We are seeking a highly skilled and versatile Cloud Data Administrator to join our Data Operations team. Reporting to the Manager, Data Operations, the Cloud Data Administrator plays a key role in the administration and support of our Azure-based data platform, with a particular focus on Databricks, data pipeline orchestration using tools like Azure Data Factory (ADF), and environment management using Unity Catalog. A strong foundation in data engineering, cloud data administration, and data governance is essential.
This is a full-time role located on-site (no remote) in our Vancouver, BC office.
Responsibilities:Platform Administration and Monitoring:
- Set-up and monitor job pipelines and workflows, troubleshooting failures as necessary to ensure maximum uptime.
- Administer Databricks environments, including user access, clusters, and Unity Catalog for data lineage, governance, and security.
- Support the deployment, scheduling, and monitoring of data workflows and jobs in Databricks and ADF.
- Implement best practices for CI/CD, version control, and operational monitoring for pipeline deployments.
- Implement and manage Delta Lake to ensure reliable, performant, and ACID-compliant data operations.
Security and access management:
- Experience administering secure access to Azure Databricks and related data services using RBAC, managed identities, service principals, and Azure Key Vault
- Understanding of data security, credential management, encryption, secret handling, and least-privilege access principles
- Familiarity with Unity Catalog access controls, data governance, auditing, and compliance best practices
Data Modeling and Integration:
- Design, develop, and optimize scalable data pipelines using Azure Databricks and ADF.

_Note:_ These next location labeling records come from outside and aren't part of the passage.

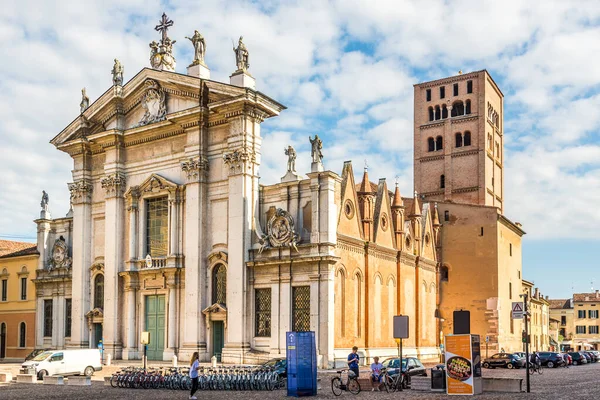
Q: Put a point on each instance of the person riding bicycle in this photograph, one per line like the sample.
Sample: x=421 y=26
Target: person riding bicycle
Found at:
x=376 y=368
x=353 y=360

- Collaborate with business and data engineering teams to design data models that support analytics and reporting use cases.
- Support integration of data from multiple sources into the enterprise data lake and data warehouse.
- Configure API calls to utilize our Azure APIM platform.
- Maintain and enhance data quality, structure, and performance within the Lakehouse and warehouse architecture.
Collaboration and Stakeholder Engagement:
- Work cross-functionally with business units, data scientists, BI analysts, and other stakeholders to understand data requirements.
- Translate technical solutions into business-friendly language and deliver clear documentation and training when required.
Required Qualifications:Apache Spark (on Databricks)
- Proficient in PySpark and spark SQL
- Spark optimization techniques (caching, partitioning, broadcast joins)
- Writing and scheduling notebooks/jobs in Databricks
- Understanding of Delta Lake architecture and features
- Working with Databricks Workflows (pipelines and job orchestration)
SQL/Python Programming
- Handling JSON, XML, and other semi-structured formats
- Experience with API integration using requests, http, etc.
- Error handling and logging API Ingestion
- Designing and implementing ingestion pipelines for RESTful API
- Transforming and loading JSON responses to Spark tables
Cloud & Data Platform Skills
- Databricks on Azure
- Cluster configuration and management
- Unity Catalog features (optional but good to have)
Azure Data Factory
- Creating and managing pipelines for orchestration
- Linked services and datasets for ADLS, Databricks, SQL Server
- Parameterized and dynamic ADF pipelines
- Triggering Databricks notebooks from ADF
Data Engineering Foundations
- Data modeling and warehousing concepts
- ETL/ELT design patterns
- Data validation and quality checks
- Working with structured and semi-structured data (JSON, Parquet, Avro)
DevOps & CI/CD
- Git/GitHub for version control
- CI/CD using Azure DevOps or GitHub Actions for Databricks jobs Infrastructure-as-code (Terraform for Databricks or ADF)
Additional Requirements:- Bachelor's degree in computer science, information systems, or a related field.
- 4+ years of experience in cloud data engineering, data platform, or analytics engineering role.
- Familiarity with data governance, security principles, and data quality best practices.
- Excellent analytical thinking and problem-solving skills.
- Strong communication skills and ability to work collaboratively with technical and non-technical stakeholders.
- Microsoft certifications in Azure Data Engineer, Power Platform, or related field is desired
- Experience with Azure APIM is nice to have
- Knowledge of enterprise data architecture and data warehouse principles (e.g., dimensional modeling) an asset
Compensation and Benefits Package:Seaspan's total compensation is based on our pay-for-performance philosophy that rewards team members who deliver on and demonstrate our high-performance culture. The hiring range for this position is $100,000 - $115,000 CAD per annum. The exact base salary offered will be commensurate with the incumbent's experience, job-related skills and knowledge, and internal pay equity.